在世紀初,似乎遍地是這樣破產的家庭與失去怙恃的孤寡,她們便是其中的一對。姨母家是基督教家庭,姨父是庚子賠款的留美生,思想很洋派,小孩子都是上的公學,習洋文,讀工科。等這一個讀到中學畢業,就進了滬上一家教會辦的醫學院,就是在這裡,她將「高淑怡」這個名字改為「高晨」。人生常會有一個時刻,似乎是突然之間,轉變來臨。這種轉變不是指境遇,而是心理。在她的遭際之下,很難會有明朗的性格。她自小就會輕著手腳行動,輕著聲音說話。姨母家的住宅是偌大的一座,有無數的房間與無數的走道,她本能地選擇背靜和背陰的角落過往,就好像儘力要讓人覺察不出有她這個人,她覺得她是這個家多出來的一個人。在這點上,姆姆倒是比她坦蕩,她和那些下人們相處和諧。底下人的是非里,她常要插人一腳,甚至有一陣子,與廚子的關係還有點曖昧。這些雖然會引來麻煩,但從另一方面,也表明她已經楔進這家的生活。也正是有了她,這小女孩子才與她的恩主加強了聯繫,一定程度上緩解了緊張,但她還是和姨母家生分著。三年的寄宿中學的生活,使她收縮著的身心略略伸展開,然後,進了醫學院。醫學院有運動會,每個同學都報名,她報的是短跑。她沒有任何體育技能,心想,跑步總是會跑的吧!於是,早晨,就跟了同學在校園裡練跑。草坪廣闊,樹木蔥蘢,鳥在枝葉間啁啾,哥特式的禮拜堂靜靜地矗立——這種古老的風格,因四下里年輕人的面孔和身姿而變得清新了。她的眼前一下子明亮起來,籠罩著她的陰霾一掃而空。她看見操場沙地上,自己的被旭日拉長的影子,和同伴們的影子交錯疊加,光也在交錯疊加,鐘聲響起了。

高晨進校的時候,正是抗戰爆發,學院的附屬醫院遷進校內,作為教學醫院,學生們有相當部分的學習課程,是在醫院裡臨床進行。高晨穿著白衣,隨老師走在病房,尤其是那種貧民大病房,幾十張病床縱橫排放,上面都是受苦的人。
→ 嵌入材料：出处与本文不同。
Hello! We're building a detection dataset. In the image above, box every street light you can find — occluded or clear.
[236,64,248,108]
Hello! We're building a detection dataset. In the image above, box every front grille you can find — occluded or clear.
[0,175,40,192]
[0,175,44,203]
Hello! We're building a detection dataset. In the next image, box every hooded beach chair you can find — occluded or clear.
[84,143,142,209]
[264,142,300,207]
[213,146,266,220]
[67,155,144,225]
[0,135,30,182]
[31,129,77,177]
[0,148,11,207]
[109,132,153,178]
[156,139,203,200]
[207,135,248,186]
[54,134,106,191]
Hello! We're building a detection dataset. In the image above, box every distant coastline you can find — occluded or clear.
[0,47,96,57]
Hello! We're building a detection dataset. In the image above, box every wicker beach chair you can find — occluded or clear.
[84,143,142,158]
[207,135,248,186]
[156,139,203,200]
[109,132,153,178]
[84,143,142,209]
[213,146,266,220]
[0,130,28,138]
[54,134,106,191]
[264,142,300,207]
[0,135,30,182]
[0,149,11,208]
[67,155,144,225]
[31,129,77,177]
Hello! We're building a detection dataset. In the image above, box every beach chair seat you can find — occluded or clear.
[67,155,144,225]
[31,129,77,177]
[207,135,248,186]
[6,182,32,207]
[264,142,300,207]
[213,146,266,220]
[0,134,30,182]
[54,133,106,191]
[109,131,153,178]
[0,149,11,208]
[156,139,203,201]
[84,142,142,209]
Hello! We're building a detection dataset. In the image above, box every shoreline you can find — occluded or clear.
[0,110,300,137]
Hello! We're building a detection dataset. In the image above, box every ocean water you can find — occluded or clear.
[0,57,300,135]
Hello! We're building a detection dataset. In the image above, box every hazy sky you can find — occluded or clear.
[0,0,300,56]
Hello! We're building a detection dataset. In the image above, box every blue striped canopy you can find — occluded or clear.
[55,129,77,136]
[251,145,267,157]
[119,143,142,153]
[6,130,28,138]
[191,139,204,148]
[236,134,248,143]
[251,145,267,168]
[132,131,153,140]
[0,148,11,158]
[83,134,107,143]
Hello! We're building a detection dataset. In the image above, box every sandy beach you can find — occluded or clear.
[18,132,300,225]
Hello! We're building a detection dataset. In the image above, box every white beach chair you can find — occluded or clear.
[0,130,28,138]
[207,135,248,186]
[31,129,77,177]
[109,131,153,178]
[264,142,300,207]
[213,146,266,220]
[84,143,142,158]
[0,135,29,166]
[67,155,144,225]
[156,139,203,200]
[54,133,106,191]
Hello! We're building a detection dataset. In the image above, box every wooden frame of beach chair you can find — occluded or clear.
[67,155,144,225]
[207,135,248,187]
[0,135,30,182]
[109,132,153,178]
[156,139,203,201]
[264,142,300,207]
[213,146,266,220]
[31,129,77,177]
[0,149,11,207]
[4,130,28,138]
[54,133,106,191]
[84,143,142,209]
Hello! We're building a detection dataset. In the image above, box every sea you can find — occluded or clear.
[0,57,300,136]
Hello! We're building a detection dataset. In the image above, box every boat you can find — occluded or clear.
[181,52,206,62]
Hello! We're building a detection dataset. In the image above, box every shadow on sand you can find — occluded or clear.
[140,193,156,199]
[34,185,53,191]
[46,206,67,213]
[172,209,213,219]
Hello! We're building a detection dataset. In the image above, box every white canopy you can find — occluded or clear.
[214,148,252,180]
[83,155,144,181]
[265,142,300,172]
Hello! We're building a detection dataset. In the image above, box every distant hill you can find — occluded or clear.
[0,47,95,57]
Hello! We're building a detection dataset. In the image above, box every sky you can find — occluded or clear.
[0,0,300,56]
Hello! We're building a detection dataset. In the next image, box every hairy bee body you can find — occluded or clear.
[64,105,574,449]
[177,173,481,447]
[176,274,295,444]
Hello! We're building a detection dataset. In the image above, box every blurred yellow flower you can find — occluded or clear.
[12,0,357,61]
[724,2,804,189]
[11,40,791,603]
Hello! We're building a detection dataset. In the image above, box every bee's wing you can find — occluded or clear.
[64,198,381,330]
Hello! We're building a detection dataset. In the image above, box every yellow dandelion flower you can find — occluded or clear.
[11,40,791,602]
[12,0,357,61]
她有時候會感到奇怪,在姨母家裡,身邊都是享福的人,可她卻是消沉的;在了這裡,面對著如許受折磨的人,她則昂揚著,這是為什麼呢?那些享福的人與這些受苦的人,為什麼會如此相反地激起她的感情?她想:大約是「同情」這兩個字。受苦人需要她的同情,而享福的人不需要,甚至反過來,她還需要他們的同情,於是,她就有了不同的價值。再接著,她發現對這些受苦的人,僅僅用「同情」是不夠的。當她目睹他們忍受煎熬,掙扎和搏鬥,其中有一些人最終不得不服從命運,一種敬意油然升起。她想起了耶穌,她從科學的概率的方式出發,認為他們其實都是耶穌的化身。在疾病的理論上,常有這樣的量化統計,人群中百分之多少有罹患某種疾病的可能性。她想,是那百分之幾的人,替其餘更大百分比的人承擔了罪罰。她不敢將這發現告訴別人,生怕別人笑話她幼稚,但她被這解釋說服了。於是,在她心中,充滿了慈悲的心情。她想,怎麼為這些受苦人付出都是不為過的。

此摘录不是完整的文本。